Papers, Please tells a compelling, interactive story using its mechanics.

To a degree, it’s inevitable that this outlook supports “experimental” titles that don’t really fall into the bounds of “games.” It’s not a medium they’re capable of properly digesting, so content has to be restricted to something they can process. Funny, you never hear the opposition supporting non-narrative films, but they do support games that are top-heavy with narrative. It’s not actually about something “new” or “better.” It’s about something “different.” Labeling it “experimental” is the only way it can get a pass in the wrong industry. If held to the standards of a medium it actually belonged in–one with Narratological standards–it’d fall apart.
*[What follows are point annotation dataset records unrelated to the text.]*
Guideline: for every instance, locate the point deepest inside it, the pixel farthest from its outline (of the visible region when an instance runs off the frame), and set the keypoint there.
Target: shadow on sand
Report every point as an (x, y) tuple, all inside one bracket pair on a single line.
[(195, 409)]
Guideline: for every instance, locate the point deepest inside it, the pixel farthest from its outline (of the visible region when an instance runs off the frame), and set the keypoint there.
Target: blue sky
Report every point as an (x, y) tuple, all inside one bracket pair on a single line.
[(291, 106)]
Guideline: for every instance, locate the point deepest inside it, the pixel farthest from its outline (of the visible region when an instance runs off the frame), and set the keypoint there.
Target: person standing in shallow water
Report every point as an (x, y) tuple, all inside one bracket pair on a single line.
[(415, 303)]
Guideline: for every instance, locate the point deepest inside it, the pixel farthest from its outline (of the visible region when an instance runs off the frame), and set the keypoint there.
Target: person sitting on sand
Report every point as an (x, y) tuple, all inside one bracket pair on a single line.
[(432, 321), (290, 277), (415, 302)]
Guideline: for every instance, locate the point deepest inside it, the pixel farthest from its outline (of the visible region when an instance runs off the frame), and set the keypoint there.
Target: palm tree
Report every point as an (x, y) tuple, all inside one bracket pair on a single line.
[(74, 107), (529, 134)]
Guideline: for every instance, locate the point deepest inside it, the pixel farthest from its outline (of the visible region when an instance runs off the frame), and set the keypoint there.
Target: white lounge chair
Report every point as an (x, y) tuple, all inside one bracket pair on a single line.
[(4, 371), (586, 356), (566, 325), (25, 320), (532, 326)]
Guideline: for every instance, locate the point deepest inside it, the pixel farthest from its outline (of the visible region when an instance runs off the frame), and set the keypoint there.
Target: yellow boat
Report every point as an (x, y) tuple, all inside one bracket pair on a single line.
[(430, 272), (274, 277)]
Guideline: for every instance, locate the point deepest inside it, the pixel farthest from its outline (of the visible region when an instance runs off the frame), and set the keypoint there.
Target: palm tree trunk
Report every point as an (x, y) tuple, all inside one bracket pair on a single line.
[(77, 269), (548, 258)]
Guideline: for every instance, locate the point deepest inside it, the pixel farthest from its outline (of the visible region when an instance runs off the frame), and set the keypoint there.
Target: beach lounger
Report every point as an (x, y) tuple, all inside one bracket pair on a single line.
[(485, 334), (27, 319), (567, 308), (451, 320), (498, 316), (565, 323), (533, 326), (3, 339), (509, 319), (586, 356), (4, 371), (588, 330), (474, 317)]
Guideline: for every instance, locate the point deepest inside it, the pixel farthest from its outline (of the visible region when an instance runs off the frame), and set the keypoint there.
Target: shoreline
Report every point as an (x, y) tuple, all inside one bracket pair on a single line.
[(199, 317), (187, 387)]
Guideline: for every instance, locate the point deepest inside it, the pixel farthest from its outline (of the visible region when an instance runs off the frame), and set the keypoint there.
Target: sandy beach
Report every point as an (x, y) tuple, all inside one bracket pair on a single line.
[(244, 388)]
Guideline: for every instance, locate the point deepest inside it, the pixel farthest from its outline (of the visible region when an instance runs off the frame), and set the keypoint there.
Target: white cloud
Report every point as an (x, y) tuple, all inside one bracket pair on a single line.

Ultimately what these ideas boil down to is an overarching philosophy called Anti-Humanism. This social theory comes as a reaction to Humanism, and the belief that it was too idealistic. While Humanism is all about free will, placing humanity and human actions at the center of life, and using rationality and reason alone to reach moral decisions, Anti-Humanism detaches humanity from inherent meanings (via Post-Structuralism) to “de-center” subjects and remove their agency. In other words, you yourself lack free will, since you’re a product of the world around you, and working towards an ideal self is futile. Interestingly, Nietzsche (credited as a “founder” of Existentialism, a philosophy that places great emphasis on human agency and the absurdity of life) often criticized humanism for being a form of “secular theism.” Anti-humanism finds itself equally religious in practice, but with a much more oppressive set of goals.

Gaming is the natural enemy of anti-humanism. When you play games, you yourself have personal agency. Only a player truly has free will inside of a game. You are playing by a ruleset, but you have choice within that ruleset, and likely have goals and motivations. These are informed by your situation and by the gameplay systems, but some of the highest-praised games have allowed you to set your own criterion for success, and provided you with a system open enough to facilitate that. Many strategy and 4X games are good examples of that. The belief that all humans are free and equal is a core tenet of Humanism, which Anti-Humanists reject.

The idea that the average individual has agency, of course, is anathema in the world of the Social Justice Warrior. Because then he would be responsible for his actions… and his failures.